DROP THE ‘EARLY’ EXCUSE
Memo to players, broadcasters, managers, writers and bloggers: It’s not early anymore. At the end of the week most teams will have finished a quarter of their seasons. Players may rebound to have solid season averages, but it’s not early. So it can’t be used as an excuse for the following 10 players, who are just having bad years:
- Juan Pierre, LA- 0 8 .290 .318 .321 15/20 SB. People will glance at his .290 BA and his 15 steals and possibly think he is earning his massive salary. But Pierre is having a garbage year. 7 walks in 162 ABs is inexcusable for any player, let alone one that struggles to slug .350 each year.
- Ryan Zimmerman, WSH- 2 14 .250 .301 .355. After his incredible rookie season of 47 2Bs, 20 HR and 110 RBI, Zimmerman has yet to find his stroke. Even after a 3 game win streak, the Nats are just 12-25, already 12 games back of Atlanta and the worst team in the NL.
- Brian Giles, SD- 1 11 .298 .359 .371. The BA and OBP are solid, but Giles is light years away from the player that hit 30 or more homers each season from 1999-2002. Now 36, Giles bats 2nd in the Pads lineup–in front of Mike Cameron.
- Mike Cameron, SD- 1 10 .200 .271 .287. How is he hitting behind Giles? Cameron has K’d 41 times in 150 ABs, to go along with just 10 XB hits. Yes, he’s always K’d a lot, but the power outage and heinous BA might signal that Cameron, now 34, is on the downside of his fine career.

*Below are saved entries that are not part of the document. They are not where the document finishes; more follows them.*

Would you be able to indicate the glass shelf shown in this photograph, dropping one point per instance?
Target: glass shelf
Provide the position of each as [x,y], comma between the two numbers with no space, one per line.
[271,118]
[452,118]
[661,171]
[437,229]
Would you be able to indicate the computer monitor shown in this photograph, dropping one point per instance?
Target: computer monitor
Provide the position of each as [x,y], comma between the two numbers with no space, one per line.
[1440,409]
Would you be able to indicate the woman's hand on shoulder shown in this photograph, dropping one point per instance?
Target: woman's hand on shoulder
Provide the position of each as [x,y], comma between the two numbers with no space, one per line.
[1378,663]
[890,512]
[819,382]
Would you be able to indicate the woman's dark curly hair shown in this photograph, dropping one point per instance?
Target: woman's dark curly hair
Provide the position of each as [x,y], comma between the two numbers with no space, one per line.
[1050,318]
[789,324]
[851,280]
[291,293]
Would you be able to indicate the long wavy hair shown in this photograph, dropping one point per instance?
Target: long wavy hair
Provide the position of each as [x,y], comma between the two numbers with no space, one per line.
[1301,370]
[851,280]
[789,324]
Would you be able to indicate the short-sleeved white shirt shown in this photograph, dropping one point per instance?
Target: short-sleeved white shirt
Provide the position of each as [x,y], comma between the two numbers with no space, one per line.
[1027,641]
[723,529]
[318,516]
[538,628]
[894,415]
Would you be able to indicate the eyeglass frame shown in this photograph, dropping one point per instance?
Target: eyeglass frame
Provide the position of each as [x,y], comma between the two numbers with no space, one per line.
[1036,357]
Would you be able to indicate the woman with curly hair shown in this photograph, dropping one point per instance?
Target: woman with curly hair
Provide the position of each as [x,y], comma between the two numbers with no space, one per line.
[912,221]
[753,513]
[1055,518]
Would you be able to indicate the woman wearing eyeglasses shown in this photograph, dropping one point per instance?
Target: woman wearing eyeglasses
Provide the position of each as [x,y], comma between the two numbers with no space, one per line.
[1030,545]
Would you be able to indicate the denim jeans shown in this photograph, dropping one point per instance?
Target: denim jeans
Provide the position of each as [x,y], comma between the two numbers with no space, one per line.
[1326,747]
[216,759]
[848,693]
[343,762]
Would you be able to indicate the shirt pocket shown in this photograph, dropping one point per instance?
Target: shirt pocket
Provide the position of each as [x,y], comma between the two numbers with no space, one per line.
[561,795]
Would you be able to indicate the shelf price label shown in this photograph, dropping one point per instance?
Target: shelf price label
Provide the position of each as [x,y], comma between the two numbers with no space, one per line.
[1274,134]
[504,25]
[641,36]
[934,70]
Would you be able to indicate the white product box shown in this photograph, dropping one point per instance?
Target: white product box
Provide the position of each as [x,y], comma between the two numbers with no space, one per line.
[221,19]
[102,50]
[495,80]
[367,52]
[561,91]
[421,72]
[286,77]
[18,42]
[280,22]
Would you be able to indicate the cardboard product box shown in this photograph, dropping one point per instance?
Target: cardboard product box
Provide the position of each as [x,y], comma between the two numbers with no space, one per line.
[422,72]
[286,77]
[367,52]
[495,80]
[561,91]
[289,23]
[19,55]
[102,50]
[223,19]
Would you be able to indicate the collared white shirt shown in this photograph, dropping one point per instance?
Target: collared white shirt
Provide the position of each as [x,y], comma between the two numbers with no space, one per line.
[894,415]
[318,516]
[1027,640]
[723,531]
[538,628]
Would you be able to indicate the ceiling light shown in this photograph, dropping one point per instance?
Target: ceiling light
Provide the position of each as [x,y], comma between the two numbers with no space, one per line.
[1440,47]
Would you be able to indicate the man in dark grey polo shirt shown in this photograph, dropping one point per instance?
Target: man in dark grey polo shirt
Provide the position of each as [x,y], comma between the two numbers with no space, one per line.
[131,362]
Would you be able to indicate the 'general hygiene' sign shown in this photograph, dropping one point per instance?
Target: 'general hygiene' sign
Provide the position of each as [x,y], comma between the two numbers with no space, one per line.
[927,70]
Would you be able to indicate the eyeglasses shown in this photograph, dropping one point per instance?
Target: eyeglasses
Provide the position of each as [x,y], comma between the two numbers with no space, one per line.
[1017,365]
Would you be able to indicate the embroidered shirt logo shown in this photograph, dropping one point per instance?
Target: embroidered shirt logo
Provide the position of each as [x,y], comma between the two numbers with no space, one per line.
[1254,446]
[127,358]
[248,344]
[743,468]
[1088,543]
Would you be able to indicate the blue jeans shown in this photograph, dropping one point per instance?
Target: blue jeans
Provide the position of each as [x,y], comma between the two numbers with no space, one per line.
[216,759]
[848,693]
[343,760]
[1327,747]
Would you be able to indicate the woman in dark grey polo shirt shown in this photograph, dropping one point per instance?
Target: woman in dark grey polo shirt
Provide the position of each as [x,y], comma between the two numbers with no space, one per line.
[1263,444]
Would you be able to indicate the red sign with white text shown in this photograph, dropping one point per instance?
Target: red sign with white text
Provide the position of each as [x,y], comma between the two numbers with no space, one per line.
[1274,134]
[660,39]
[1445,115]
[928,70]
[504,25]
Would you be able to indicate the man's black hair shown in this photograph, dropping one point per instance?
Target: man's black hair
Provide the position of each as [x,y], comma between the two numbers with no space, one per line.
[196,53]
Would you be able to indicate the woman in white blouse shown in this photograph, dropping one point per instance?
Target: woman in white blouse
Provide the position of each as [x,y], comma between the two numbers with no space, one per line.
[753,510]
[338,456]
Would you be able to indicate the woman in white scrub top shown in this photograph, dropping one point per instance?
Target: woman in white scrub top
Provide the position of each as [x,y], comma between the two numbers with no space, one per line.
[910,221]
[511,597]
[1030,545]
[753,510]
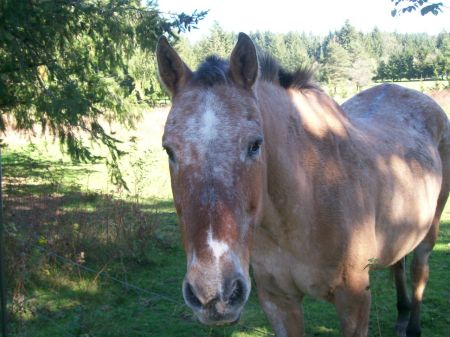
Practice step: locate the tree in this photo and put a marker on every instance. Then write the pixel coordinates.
(68, 64)
(409, 6)
(219, 43)
(337, 65)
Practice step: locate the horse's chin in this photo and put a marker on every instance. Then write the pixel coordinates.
(219, 322)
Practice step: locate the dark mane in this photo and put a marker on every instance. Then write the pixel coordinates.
(271, 71)
(215, 70)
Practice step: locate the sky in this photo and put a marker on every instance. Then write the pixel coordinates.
(310, 16)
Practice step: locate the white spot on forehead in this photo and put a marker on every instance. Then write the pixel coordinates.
(218, 247)
(209, 121)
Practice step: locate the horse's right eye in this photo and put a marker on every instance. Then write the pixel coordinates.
(170, 153)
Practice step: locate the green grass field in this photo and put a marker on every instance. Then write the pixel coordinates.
(128, 246)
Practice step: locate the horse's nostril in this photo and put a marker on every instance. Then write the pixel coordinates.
(190, 297)
(237, 292)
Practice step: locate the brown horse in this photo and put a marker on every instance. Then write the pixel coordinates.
(266, 167)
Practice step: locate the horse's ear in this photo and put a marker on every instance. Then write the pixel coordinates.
(173, 72)
(244, 62)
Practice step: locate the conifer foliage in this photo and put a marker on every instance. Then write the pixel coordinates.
(68, 64)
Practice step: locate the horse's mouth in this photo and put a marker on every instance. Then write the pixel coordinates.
(221, 323)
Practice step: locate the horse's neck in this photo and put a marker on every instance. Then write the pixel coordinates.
(304, 131)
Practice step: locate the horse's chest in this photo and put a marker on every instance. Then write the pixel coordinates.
(278, 270)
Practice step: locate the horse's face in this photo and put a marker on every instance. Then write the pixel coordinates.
(213, 137)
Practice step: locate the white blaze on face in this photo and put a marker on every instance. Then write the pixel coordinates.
(209, 122)
(218, 247)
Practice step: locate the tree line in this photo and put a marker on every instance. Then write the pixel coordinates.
(343, 56)
(69, 65)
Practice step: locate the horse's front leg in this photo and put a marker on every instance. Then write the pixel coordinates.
(285, 314)
(352, 302)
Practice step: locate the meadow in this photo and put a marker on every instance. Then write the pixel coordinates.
(86, 258)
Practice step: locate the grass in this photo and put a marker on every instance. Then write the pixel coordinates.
(54, 205)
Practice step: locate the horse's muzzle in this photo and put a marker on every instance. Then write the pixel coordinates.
(221, 309)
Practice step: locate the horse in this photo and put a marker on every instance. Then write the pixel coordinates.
(267, 170)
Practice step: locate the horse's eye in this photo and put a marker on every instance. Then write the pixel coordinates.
(170, 153)
(254, 148)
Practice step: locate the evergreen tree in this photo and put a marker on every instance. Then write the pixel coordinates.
(67, 65)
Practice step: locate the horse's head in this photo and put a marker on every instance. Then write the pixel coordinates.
(213, 137)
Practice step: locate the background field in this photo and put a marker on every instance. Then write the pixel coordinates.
(88, 259)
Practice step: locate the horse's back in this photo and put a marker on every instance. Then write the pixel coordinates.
(412, 136)
(394, 106)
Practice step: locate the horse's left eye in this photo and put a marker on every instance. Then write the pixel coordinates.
(254, 148)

- Bob Abreu, NYY- 1 11 .236 .312 .296. The Yanks’ pitching hasn’t cut it, and either has Abreu. Always weird to see an OBP higher than a slugging percentage. Abreu has 6 XB hits in his 148 ABs. Forget the Home Run Derby; he was never a HR hitter. But he did have a power stroke, smashing doubles and triples while banging out 20+ homers, drawing a lot of walks and stealing bases along the way. Now he’s just drawing walks. And how long can that last when you’re the easiest out in the lineup?
- Garrett Atkins, COL- 2 15 .243 .329 .360. Big things were expected for Atkins in 2007 after mashing an OPS of almost 1.000 in ’06. Last year he hit .329 .409 .556 with 48 2Bs and 29 HRs. This year he’s gone on the Atkins Diet. (I’m sorry. I really am. I tried hard not to type that but it happened.) And lest you think he was merely a “Coors Creation”, Atkins road OPS last year was .933.
- Rocco Baldelli, TB- 5 12 .206 .270 .360. He had the cool name, was a slick centerfielder compared to Joe Dimaggio and was the prized prospect of Tampa Bay. He still has the cool name. And that’s about it. He did come back admirably from a knee injury last season, but Baldelli is from the Corey Patterson/Jeff Francouer school of hitting–if the pitcher throws it they will try to hit it. There’s no reason to throw him A) fastballs and B) strikes. Maybe the league has figured that out.
- Robinson Cano, NYY- 1 16 .237 .281 .319. The best thing you can say about Cano’s season so far is that he had a really nice year last year. He hit .342 last year and as of now he’ll be lucky to slug that much when ’07 is done. And like Baldelli, he retains his cool name. Which is nice.
- Carlos Delgado, NYM- 3 17 .209 .287 .328. Did Delgado get old this quick? We knew going to Shea would shrink his numbers some, but nothing like this. He had a solid year in his first year as a Met. He’ll need to get real hot to match it. I’ll be interested to see him against the Cubs tonight. How much longer can he keep batting 4th?
- Entire Offense, Chicago White Sox- You’d think this current group was playing in the dead ball era, so ugly are their current numbers. No regular player is hitting over .250. Konerko .194, Crede .205, Dye .203, Iguchi .210. With the absence of Thome (.340 .553 .680) they have been brutal. I’m no great lover of Scott Podsednik, but looking at box scores and seeing Erstad and Pablo Ozuna leading off is enough to make anyone sick. What’s most remarkable is that the Sox are 18-16.